Impact de la modification de la structure tarifaire américaine sur les exportations bioalimentaires québécoises - Partie 2 : Structure du commerce et des investissements directs étrangers des principaux produits agricoles transformés du Canada
Dans le cadre de l’ALENA, le Canada bénéficie d’une position tarifaire préférentielle avec son principal partenaire à l’exportation, les États-Unis. Cependant, l’administration américaine en place depuis 2017 a émis sa volonté de renégocier cet accord. De nouveaux éléments pourraient être mis sur la table comme un durcissement des barrières au commerce (comme les droits de douane) afin de protéger certains secteurs. Une question importante pour le décideur est de savoir si le passage d’un tarif préférentiel à un tarif NPF (Nation la plus favorisée) réduirait la présence des entreprises canadiennes sur le marché américain.
Le présent rapport de recherche a pour principal objectif d’analyser l’impact d’une modification de la politique commerciale des États-Unis sur la structure du commerce et des investissements directs étrangers des principaux produits agricoles transformés. Les objectifs spécifiques sont :
- Pour les produits du cacao, du porc et des préparations de légumes, estimer les élasticités au commerce des droits de douane et du taux de change en tenant compte des marges intensive et extensive ;
- Estimer les élasticités des droits de douane et du taux de change sur le rapport entre les investissements directs étrangers et le commerce des produits agricoles transformés.
Dans la première section, nous avons analysé les probabilités de sortie des entreprises canadiennes du marché américain. Une approche méthodologique s’appuyant sur la littérature sur les modèles de gravité est utilisée. Les données couvrent la période allant de 1997 à 2016. Les pays concernés dans l’étude sont le Canada et ses principaux partenaires à savoir les États-Unis, le Mexique, les pays de l’Union européenne, la Chine, la Corée du Sud et le Japon. Les produits analysés sont le chocolat, le porc et les préparations de légumes. Selon nos résultats, il est peu probable que les entreprises canadiennes arrêtent leurs exportations vers les États-Unis. Advenant l’application du droit de douane NPF, la probabilité d’exporter vers les États-Unis ne changera pas pour le porc (le droit de douane NPF est présentement nul), et baissera de moins de 1 point de pourcentage pour le chocolat et les légumes. Une augmentation des droits de douane de 1% se traduira par une baisse de la valeur du commerce de 1,25% pour le porc, 7,99% pour le chocolat et 1,61% les légumes.
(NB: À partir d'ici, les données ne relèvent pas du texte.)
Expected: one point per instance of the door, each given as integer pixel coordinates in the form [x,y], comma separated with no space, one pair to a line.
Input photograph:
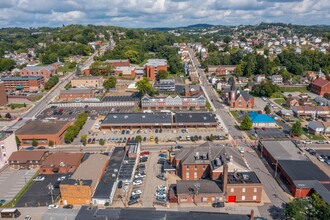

Dans la deuxième section, nous étudions la possibilité que la fermeture du marché américain réduise le commerce canadien vers ce dernier en favorisant, alternativement, plus d’investissements directs étrangers (IDE). Pour cette , nous nous appuyons sur des données d’IDE des pays de l’Union européenne et des États-Unis. En effet, pour ces pays, il existe des données bilatérales de flux d’IDE. Nous pensons cependant que cela nous permet d’inférer un certain nombre de résultats qui pourraient s’appliquer à la dynamique IDE/exportations du Québec, plusieurs des entreprises réalisant des IDE aux États-Unis étant des multinationales. L’élasticité du tarif par rapport au poids des IDE dans la structure des échanges (rapport des IDE par rapport aux importations) des produits agricoles transformés est de 1,08. Ainsi, si les États-Unis appliquent un droit de douane NPF aux importations européennes, le poids des IDE aux États-Unis par rapport aux importations américaines augmenterait d’environ 2 points de pourcentage ce qui est relativement faible. Pour les secteurs à l’étude, un changement modéré des tarifs ne constituerait donc pas le principal déterminant d’une réallocation des IDE.
Les prix des intrants agricoles élevés dans le pays de destination influencent négativement la place des IDE dans la structure des échanges. Nos résultats indiquent que le prix du porc vivant, des légumes et du cacao dans les pays de destination réduit le poids des IDE. Si les tarifs passaient de 3,12% à 10%, et que les politiques internes permettaient une baisse de prix des intrants de production de 10%, le ratio IDE sur exportations des pays de l’UE vers les États-Unis passerait de 112,58% à environ 123% soit une hausse d’un peu plus de 9% du ratio. Des politiques commerciales associées à des politiques fiscales auraient donc pour effet de favoriser des investissements aux États-Unis au détriment du maintien de la structure de production au Canada.